There is no shortage of entertainment in this riverine part of the park: elephants play-fighting and giraffes browsing thorn trees; baboons surveying the world from the top of high koppies; vultures perched like grim reapers on sycamore figs; porcupines toddling like unwieldy pincushions through the bush; a pack of hyenas wearing “guilty as charged” expressions; and no fewer than three notoriously elusive leopards.

But all my Christmases come at once when we pull up in the dark behind a knot of safari vehicles gathered near an object on the road. There, in a celestial pool of light, is the creature most people wait a lifetime to see: a critically endangered pangolin. Two raisin eyes shine above an elongated snout; forearms are balled into little fists; the scales for which it is so highly prized click in a poignant metronome. On the most melancholy day of safari the Kruger National Park gave to me the world’s most trafficked animal, a pangolin. It is both omen and amulet, both a moribund species and a rousing inducement to defend this park’s long-fought conservation doctrine.

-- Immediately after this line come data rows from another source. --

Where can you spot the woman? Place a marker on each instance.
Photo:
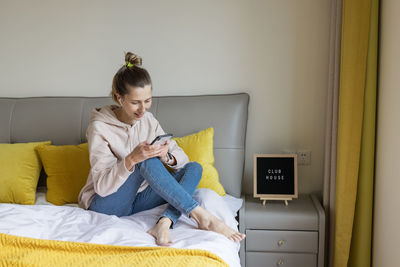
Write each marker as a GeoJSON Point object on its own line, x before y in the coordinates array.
{"type": "Point", "coordinates": [127, 174]}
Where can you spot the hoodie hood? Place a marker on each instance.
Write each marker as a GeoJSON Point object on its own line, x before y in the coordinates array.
{"type": "Point", "coordinates": [106, 114]}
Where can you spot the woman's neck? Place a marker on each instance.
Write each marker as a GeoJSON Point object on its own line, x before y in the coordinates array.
{"type": "Point", "coordinates": [121, 116]}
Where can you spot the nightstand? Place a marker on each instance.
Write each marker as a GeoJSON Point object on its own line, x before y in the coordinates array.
{"type": "Point", "coordinates": [282, 236]}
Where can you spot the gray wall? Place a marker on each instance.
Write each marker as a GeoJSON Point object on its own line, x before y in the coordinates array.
{"type": "Point", "coordinates": [277, 51]}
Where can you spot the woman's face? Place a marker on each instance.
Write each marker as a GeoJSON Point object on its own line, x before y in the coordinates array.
{"type": "Point", "coordinates": [137, 102]}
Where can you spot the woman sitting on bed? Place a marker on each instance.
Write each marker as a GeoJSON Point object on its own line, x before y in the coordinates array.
{"type": "Point", "coordinates": [127, 174]}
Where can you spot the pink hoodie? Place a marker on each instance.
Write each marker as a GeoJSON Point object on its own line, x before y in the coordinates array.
{"type": "Point", "coordinates": [110, 141]}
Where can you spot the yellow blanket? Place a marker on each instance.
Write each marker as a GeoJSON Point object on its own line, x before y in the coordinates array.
{"type": "Point", "coordinates": [23, 251]}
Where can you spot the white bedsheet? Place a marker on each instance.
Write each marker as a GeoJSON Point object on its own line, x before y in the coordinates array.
{"type": "Point", "coordinates": [70, 223]}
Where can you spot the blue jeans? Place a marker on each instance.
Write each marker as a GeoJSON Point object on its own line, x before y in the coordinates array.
{"type": "Point", "coordinates": [176, 188]}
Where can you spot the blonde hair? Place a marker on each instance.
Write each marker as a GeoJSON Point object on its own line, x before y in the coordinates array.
{"type": "Point", "coordinates": [132, 74]}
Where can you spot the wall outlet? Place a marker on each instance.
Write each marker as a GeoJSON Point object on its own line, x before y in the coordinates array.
{"type": "Point", "coordinates": [303, 156]}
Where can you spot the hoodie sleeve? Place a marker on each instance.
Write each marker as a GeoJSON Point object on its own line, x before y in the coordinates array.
{"type": "Point", "coordinates": [173, 148]}
{"type": "Point", "coordinates": [107, 171]}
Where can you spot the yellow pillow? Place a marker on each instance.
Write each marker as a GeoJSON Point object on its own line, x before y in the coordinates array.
{"type": "Point", "coordinates": [199, 148]}
{"type": "Point", "coordinates": [67, 168]}
{"type": "Point", "coordinates": [19, 172]}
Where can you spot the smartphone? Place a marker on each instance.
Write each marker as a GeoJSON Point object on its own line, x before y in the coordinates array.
{"type": "Point", "coordinates": [161, 139]}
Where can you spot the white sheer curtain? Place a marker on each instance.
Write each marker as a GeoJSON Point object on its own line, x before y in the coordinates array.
{"type": "Point", "coordinates": [331, 127]}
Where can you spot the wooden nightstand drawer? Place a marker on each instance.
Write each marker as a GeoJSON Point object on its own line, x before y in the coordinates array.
{"type": "Point", "coordinates": [282, 241]}
{"type": "Point", "coordinates": [258, 259]}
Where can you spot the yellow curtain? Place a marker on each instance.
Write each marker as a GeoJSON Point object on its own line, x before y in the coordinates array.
{"type": "Point", "coordinates": [356, 133]}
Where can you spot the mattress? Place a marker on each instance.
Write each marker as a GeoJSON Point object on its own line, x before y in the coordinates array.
{"type": "Point", "coordinates": [71, 223]}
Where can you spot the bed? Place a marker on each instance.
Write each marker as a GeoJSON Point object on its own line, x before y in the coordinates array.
{"type": "Point", "coordinates": [64, 120]}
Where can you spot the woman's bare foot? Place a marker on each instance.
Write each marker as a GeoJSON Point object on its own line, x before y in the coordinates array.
{"type": "Point", "coordinates": [208, 221]}
{"type": "Point", "coordinates": [160, 231]}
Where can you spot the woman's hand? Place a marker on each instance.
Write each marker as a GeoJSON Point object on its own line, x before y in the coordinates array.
{"type": "Point", "coordinates": [145, 151]}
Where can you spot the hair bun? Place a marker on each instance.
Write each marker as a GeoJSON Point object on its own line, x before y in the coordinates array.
{"type": "Point", "coordinates": [133, 59]}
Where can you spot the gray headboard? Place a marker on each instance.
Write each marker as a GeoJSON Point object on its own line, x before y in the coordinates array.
{"type": "Point", "coordinates": [64, 120]}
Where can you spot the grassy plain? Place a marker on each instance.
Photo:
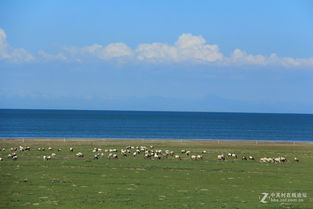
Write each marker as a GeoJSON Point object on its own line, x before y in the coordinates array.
{"type": "Point", "coordinates": [134, 182]}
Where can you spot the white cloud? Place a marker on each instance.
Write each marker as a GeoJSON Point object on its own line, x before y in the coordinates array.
{"type": "Point", "coordinates": [188, 48]}
{"type": "Point", "coordinates": [12, 54]}
{"type": "Point", "coordinates": [52, 57]}
{"type": "Point", "coordinates": [239, 57]}
{"type": "Point", "coordinates": [111, 51]}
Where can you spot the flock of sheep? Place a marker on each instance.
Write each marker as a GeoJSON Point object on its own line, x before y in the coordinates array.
{"type": "Point", "coordinates": [146, 152]}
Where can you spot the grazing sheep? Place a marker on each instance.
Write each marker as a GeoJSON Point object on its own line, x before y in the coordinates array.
{"type": "Point", "coordinates": [199, 157]}
{"type": "Point", "coordinates": [221, 157]}
{"type": "Point", "coordinates": [177, 157]}
{"type": "Point", "coordinates": [46, 157]}
{"type": "Point", "coordinates": [156, 156]}
{"type": "Point", "coordinates": [79, 154]}
{"type": "Point", "coordinates": [266, 160]}
{"type": "Point", "coordinates": [112, 156]}
{"type": "Point", "coordinates": [96, 157]}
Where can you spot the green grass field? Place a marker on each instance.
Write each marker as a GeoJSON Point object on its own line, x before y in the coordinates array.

The menu features native ingredients.
The menu features native ingredients.
Dining at the Bridge House.
Dining at the Bridge House.

More to the story

Guests can take a short walk along the railway line to Kruger Station, a new dining precinct located on a historic platform between Kruger Shalati and Skukuza rest camp. The two developments have been a boon for an area crippled by unemployment; more than 60 per cent of employees now have jobs for the first time. Management has implemented an intensive training program that aims to empower the local workforce and redress some of the inequities wrought upon people dispossessed of ancestral lands now encompassed by the park.

In the know

Kruger Shalati is a short drive from Skukuza Airport in Kruger National Park. Carriage rooms are about $795 an adult per night. Children under 12 are not permitted on the bridge; they are welcome in rooms in the Bridge House, where rates start from about $618 an adult a night; family rates are available. Accommodation includes all meals, house wines, local-brand spirits and beers, two game drives daily in open safari vehicles and airport transfers.

Catherine Marshall was a guest of South African Tourism.